Accidente

Accidente

Una noticia preocupante se dio a conocer ayer por la tarde, procedente del Soconusco. Una embarcación de transporte con diez mil litros de combustible se hundió en uno de los muelles de Puerto Chiapas. La Marina, operadores del puerto y personal de Protección Civil trabajaban en el sitio sin que se haya dado a conocer oficialmente si el combustible causó contaminación a las aguas del mar.

El hecho ocurrido ayer cerca de las 5 de la mañana en el segundo muelle del puerto, ubicado a pocos kilómetros de Tapachula, debe investigarse para evitar accidentes mayores en ese lugar de suma importancia para la economía de la entidad. Algo está indicando la necesidad de realizar inspecciones y un trabajo de control para asegurar que no sucedan hechos de este tipo en el futuro.

Hace cuatro años, la organización ecologista Greenpeace México solicitaba a las autoridades federales del país recoger todo el petróleo crudo que se había derramado de manera intencional sobre el río Coatzacoalcos, al sur de Veracruz, así como realizar análisis en el caudal y en tierra, ya que sólo con estudios de agua, suelo y de impacto al medio ambiente sería posible determinar el grado de contaminación a lo largo de 12 kilómetros del río.

El 31 de diciembre de 2012 personas desconocidas ingresaron a las instalaciones de Pemex conocidas como “El Polvorín”, rompieron una barda, perforaron el oleoducto de 30 pulgadas Nuevo Teapa-Poza Rica y pusieron una manguera directa para esparcir el crudo en el río.

Una semana después, con el paso del frente frío número 23, el crudo llegó a todo lo largo del río y afectó doce kilómetros, cientos de especies marinas y algunas aves, así como el sustento de dos mil pescadores.

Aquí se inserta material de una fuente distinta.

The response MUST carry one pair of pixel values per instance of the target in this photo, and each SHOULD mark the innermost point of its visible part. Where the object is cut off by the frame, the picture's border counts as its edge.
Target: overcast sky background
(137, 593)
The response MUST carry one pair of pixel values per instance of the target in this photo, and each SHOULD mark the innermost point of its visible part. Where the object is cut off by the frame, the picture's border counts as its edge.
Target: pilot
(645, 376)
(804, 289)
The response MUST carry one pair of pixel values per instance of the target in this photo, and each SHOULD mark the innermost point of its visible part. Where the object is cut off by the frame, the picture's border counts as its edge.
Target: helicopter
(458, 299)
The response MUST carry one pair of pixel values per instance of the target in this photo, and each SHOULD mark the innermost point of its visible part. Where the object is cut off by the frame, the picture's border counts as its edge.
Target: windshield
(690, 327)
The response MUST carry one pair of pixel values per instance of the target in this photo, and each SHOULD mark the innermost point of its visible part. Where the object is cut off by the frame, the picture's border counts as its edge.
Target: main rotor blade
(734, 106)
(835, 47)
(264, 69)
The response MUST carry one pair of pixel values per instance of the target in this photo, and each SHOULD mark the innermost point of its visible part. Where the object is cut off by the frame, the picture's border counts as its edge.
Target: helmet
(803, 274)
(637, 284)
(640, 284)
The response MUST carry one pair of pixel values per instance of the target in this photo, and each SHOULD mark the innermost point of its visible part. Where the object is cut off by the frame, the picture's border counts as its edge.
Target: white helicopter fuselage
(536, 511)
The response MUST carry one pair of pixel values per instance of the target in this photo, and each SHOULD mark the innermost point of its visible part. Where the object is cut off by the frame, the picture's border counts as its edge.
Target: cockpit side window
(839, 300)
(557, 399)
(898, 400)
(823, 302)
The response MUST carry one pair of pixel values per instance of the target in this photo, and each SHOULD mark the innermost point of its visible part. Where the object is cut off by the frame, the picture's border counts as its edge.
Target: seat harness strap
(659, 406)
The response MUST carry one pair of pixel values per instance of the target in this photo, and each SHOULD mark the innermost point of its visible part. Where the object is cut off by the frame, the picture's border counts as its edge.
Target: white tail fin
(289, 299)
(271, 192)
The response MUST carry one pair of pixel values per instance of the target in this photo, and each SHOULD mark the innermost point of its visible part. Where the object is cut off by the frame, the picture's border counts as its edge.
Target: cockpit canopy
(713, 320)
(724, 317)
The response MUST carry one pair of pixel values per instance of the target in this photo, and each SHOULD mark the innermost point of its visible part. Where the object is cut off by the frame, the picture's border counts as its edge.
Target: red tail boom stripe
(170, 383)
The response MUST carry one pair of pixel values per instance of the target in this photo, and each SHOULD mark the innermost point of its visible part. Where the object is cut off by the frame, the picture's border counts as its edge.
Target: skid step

Greenpeace México lamentó que a semanas de ocurrido el vertido cerca del centro de válvulas de Petróleos Mexicanos, diversas dependencias federales se hubieran apresurado a asegurar que se hallaba limpio casi en su totalidad del crudo derramado en suelos y en el río.

Entonces se afirmaba que Petróleos Mexicanos debía realizar estudios de caracterización, es decir, muestreos en agua y suelos para evaluar el grado de contaminación, ya que los impactos ambientales en este afluente por el derrame del pasado 31 de diciembre, podrían tardar años en desaparecer.

Los muestreos de hidrocarburos en agua y suelos darían a conocer si se habían rebasado los límites máximos permitidos de hidrocarburos. Posteriormente realizaron el proceso de remediación o restauración del sitio, para asegurar la calidad de vida de la biodiversidad en el ecosistema.

Tras el hecho había preocupación y se insistía en dar con los responsables de ese atentado que fue del todo intencional, alevoso y de gran daño. Sin embargo, en ese problema quizá lo más importante era la limpieza.

Son muchos los casos de contaminación que se han registrado en el país, por lo que se espera que en este problema suscitado en Chiapas se evite cualquier daño, por mínimo que pueda ser, esto por que ese puerto es puerta de entrada de turismo internacional.